Jay Runkel (22:39): Oh, that's a great question. That's unfortunately, that's why there's a little bit of art to sizing, as opposed to us just shipping out a spreadsheet and saying, "Fill it out and you get the answer." So the frequently accessed documents, it's really going to depend upon your knowledge of the application and how you would expect it to be used or how users are using it if it's already an application that's in production. So it's really the set of data that is accessed all the time. So I can give you some examples and maybe that'll make it clear.

Michael Lynn (23:10): Yeah, perfect.

Jay Runkel (23:10): Let's say it's an application where customers are looking up their bills. Maybe it's a telephone company or cable company or something like that or Hulu, Netflix, what have you. Most of the time, people only care about the bills that they got this month, last month, maybe two months ago, three months ago. If you're somebody like me that used to travel a lot before COVID, maybe you get really far behind on your expense reports and you look back four or five months, but rarely ever passed that. So in that type of application, the frequently accessed documents are probably going to be the current month's bills. Those are the ones that people are looking at all the time, and the rest of the stuff doesn't need to be in cache because it's not accessed that often.

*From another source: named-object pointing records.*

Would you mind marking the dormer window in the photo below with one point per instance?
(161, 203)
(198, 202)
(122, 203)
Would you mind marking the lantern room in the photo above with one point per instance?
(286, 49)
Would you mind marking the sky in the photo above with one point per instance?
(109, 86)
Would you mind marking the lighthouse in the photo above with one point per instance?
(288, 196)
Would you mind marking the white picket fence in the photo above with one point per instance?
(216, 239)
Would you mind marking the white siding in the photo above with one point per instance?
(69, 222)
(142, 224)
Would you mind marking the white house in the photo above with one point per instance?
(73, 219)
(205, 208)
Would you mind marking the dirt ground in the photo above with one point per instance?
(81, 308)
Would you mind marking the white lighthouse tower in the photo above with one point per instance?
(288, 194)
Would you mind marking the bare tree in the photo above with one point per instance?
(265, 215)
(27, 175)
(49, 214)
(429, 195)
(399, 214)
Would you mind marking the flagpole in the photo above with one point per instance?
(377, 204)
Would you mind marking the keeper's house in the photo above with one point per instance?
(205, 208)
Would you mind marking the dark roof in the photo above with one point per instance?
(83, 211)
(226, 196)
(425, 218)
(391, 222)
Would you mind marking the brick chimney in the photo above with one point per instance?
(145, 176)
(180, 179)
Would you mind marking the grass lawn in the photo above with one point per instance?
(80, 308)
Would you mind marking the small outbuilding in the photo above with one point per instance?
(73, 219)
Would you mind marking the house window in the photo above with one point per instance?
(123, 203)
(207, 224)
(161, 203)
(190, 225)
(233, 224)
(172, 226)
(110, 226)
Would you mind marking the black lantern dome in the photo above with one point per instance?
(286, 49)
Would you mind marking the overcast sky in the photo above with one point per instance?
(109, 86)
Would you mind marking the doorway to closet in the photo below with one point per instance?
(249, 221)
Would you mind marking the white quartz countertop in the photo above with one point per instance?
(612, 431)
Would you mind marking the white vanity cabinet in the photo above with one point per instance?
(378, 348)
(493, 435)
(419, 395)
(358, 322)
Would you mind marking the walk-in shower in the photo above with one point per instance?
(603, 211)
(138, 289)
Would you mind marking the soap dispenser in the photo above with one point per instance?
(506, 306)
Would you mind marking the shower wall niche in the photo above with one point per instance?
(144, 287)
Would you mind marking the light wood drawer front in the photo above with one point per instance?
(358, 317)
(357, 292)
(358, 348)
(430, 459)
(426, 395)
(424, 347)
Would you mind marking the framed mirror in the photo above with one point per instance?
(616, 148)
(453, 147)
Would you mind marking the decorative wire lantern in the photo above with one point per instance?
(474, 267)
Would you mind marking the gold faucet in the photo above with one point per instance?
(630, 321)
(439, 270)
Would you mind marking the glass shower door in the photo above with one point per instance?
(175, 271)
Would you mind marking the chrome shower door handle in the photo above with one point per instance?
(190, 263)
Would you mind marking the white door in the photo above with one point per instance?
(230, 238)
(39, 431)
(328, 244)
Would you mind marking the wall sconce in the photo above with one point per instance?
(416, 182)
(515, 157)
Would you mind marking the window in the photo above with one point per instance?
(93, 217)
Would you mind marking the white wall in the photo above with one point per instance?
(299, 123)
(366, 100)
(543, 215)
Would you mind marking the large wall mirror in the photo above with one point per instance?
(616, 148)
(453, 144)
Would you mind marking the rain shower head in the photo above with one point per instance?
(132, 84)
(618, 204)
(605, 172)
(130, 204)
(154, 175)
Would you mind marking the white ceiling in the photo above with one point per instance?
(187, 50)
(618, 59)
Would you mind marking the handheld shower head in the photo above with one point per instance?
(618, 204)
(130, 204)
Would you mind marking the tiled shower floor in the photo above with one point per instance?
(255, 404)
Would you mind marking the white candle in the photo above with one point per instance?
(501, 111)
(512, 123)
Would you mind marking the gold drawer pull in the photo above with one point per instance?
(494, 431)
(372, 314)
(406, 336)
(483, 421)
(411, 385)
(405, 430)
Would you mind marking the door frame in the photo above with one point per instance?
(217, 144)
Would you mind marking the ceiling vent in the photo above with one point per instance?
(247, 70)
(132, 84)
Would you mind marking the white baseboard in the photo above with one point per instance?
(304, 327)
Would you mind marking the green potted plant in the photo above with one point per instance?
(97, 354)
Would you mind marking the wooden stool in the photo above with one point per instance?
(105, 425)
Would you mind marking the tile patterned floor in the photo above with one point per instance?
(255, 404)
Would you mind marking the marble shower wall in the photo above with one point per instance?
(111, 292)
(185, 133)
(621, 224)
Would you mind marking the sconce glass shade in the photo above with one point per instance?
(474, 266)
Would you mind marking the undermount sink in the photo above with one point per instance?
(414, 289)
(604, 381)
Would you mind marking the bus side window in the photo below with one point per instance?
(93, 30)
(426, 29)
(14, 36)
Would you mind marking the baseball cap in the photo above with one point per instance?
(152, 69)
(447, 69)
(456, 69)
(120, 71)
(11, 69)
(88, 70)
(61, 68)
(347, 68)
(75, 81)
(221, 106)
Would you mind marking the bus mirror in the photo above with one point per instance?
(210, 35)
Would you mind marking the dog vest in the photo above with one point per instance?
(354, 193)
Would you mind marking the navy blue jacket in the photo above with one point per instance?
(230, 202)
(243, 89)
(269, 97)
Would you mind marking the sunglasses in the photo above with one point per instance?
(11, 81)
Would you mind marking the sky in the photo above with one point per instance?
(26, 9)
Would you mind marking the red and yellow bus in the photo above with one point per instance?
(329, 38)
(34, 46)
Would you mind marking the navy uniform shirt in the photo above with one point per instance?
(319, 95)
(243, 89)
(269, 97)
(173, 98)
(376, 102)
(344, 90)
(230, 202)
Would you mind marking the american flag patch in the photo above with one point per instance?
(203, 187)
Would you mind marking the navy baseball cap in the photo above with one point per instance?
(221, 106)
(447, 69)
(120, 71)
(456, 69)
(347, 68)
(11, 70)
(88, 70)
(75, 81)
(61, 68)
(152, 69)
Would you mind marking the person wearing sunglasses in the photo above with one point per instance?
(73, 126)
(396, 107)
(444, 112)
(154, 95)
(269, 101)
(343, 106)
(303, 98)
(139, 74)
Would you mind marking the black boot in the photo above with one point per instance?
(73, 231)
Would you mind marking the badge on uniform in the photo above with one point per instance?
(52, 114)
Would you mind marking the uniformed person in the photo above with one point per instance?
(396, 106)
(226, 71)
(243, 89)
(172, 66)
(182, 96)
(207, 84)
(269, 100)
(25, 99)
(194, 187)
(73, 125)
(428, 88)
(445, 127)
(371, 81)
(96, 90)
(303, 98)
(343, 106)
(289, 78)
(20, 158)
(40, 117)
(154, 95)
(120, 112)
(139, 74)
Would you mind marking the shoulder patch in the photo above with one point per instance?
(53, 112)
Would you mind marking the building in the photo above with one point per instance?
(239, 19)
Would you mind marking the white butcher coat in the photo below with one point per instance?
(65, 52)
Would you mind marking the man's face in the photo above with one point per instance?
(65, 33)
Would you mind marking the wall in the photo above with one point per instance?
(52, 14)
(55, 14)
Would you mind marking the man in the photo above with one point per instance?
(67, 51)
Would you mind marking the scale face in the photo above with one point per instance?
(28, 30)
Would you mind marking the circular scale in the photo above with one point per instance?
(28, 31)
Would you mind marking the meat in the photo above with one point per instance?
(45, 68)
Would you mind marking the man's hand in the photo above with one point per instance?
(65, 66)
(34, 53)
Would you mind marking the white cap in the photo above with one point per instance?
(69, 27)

Nic Raboy (23:53): So what I mean, so as far as the frequently accessed, let's use the example of the most recent bills. What if your application or your demand is so high? Are you trying to accommodate all most recent bills in this frequently accessed or are you further narrowing down the subset?

Jay Runkel (24:13): I think the way I would look at it for that application specific, it's probably if you think about this application, let's say you've got a million customers, but maybe only a thousand are ever online at the same time, you really are just going to need the indexes plus the data for the thousand active users. If I log into the application and it takes a second or whatever to bring up that first bill, but everything else is really fast after that as I drill into the different rows in my bill or whatever, I'm happy. So that's typically what you're looking at is just for the people that are currently engaged in the system, you want their data to be in RAM.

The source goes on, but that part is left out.